/DLRM-FlexFlow

Development repository for integrating FlexFlow (A distributed deep learning framework that supports flexible parallelization strategies) with DLRM (Deep Learning Recommendation Model)

Primary LanguageC++Apache License 2.0Apache-2.0

Copyright (c) Facebook, Inc. and its affiliates.

FlexFlow

FlexFlow is a deep learning framework that accelerates distributed DNN training by automatically discovering fast parallelization strategies.

Prerequisties

  • CUDNN is used to perform low-level operations. Download CUDNN and install it locally or at the system level.
export CUDNN_HOME=/path/to/cudnn
  • Legion is the underlying runtime FlexFlow built on.

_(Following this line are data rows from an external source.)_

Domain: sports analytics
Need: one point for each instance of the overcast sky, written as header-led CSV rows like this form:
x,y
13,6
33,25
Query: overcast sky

  • Protocol Buffer is used for representing parallelization strategies in FlexFlow.

  • (Optional) NCCL is used for parameter synchronization. When NCCL is not available, FlexFlow uses the Legion DMA subsystem for transferring parameters.

  • (Optional) GASNet is used for multi-node executions. (see GASNet installation instructions)

Install FlexFlow

See instructions to install FlexFlow from source.

Build a DNN model

See the examples folders for existing FlexFlow applications. Use the following command line to build a DNN model (e.g., InceptionV3).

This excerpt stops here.